Is that supposed to be shared fairly? No one here can tell me that.
Of course it is fair. If you have a fully paid-off house, it belongs to you and you bring it as property into the marriage. It then remains yours, you would have to pay out 50% of the increase in value as accrued gains, but this usually doesn’t make much of a difference with most real estate. It’s different if you bring a house worth €500k into the marriage, but there’s still a loan of €400k on it. Then you don’t really have a house, but only 1/5 of the house. From then on, you repay together, because, as you yourself have noticed, there is no longer “mine” and “yours.” What’s unfair about that? You both pay the repayments! Marriage simply means: both equal, no matter who earns how much.

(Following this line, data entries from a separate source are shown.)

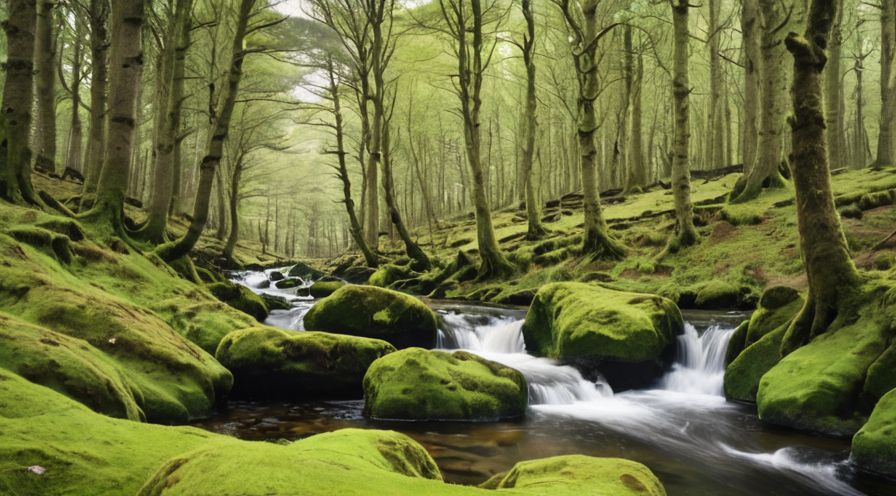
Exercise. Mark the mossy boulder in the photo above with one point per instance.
(418, 384)
(604, 476)
(377, 313)
(87, 453)
(241, 298)
(874, 446)
(628, 337)
(755, 346)
(272, 363)
(325, 287)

On the subject of fairness:
- Do you both then also have tax class 4 afterwards?
- Do you make sure that household expenses are also exactly split 50/50?
- Do you pay her lost wages into her account if you have children and she temporarily stays at home?
- During the non-working time she also has pension entitlements towards you.
Many roads lead to Rome or marital happiness. Everyone should shape their partnership as they see fit. When you get married, there are certain legal claims and they simply look like this:
From the day of marriage, there is only one joint pool of assets. Whatever is paid from that during the marriage belongs to both equally, no matter who is on the land register, who paid the bill from which account, and who used the paid service more often. That is quite fair and good, and our whole state is based on a similar solidarity principle (health insurance, unemployment insurance, etc.). The (higher-earning) person does not have to like that, but they are free to emigrate to another country or not get married. A marriage contract allows deviation within certain limits, but you can never fully get out of the community of accrued gains. How else should you calculate it afterwards.
My wife and I are both employed. I earn a bit more than she does, so I have tax class 3. We both have our own accounts and a small emergency savings account. I pay interest, repayments, most ancillary costs such as building insurance, water, electricity, property tax, etc. She takes care of all household costs instead. When we go out to eat, she usually pays. At the end of the month, we put the money that we didn’t use over the month into the savings account. If something bigger needs to be bought, it gets paid from there or there is an extra repayment, vacation, etc. If one of us is short on money, the other pays or we take something from the savings account.
That has been working great for us for almost 8 years. Everyone has their own account, but there is no real mine/yours. For bigger expenses you should talk things over anyway, no matter how the funds/accounts are split.